The relatively shallow quake of magnitude 6 struck off Java, the United States Geological Survey said, and authorities ruled out the risk of a tsunami.

Many people ran along the streets of downtown Jakarta, pointing at the buildings above them, witnesses said. Metro TV showed patients being evacuated from a hospital.

The quake struck about 104 km west of the city of Sukabumi, at a depth of 44 km.
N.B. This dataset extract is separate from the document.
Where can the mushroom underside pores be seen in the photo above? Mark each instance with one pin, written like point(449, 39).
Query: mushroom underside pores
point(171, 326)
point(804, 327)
Jakarta is about 100 km away.

“In Cianjur, six students were seriously injured and two students suffered light injuries when the (school) roof collapsed,” Sutopo Purwo Nugroho, a spokesman for Indonesia’s disaster agency, said in a statement, referring to a district of West Java province.

Besides schools, more than 130 houses and a mosque were damaged in the provinces of West Java and Banten, the agency said.

Kaprawi, a duty officer with the Regional Disaster Management Agency in Banten province, which lies in the West Java region, said that as of Tuesday afternoon, 105 homes had been damaged, a vast majority of them lightly, although a small number were flattened.

The quake was felt for about 10 to 15 seconds in Jakarta, though many residents thought it lasted far longer.

“I was just sitting down, then I felt the building swaying,” said Rudy Togatorop, 35, who works at the Chilean embassy. “The emergency stairs were very narrow. I was worried if something would happen.”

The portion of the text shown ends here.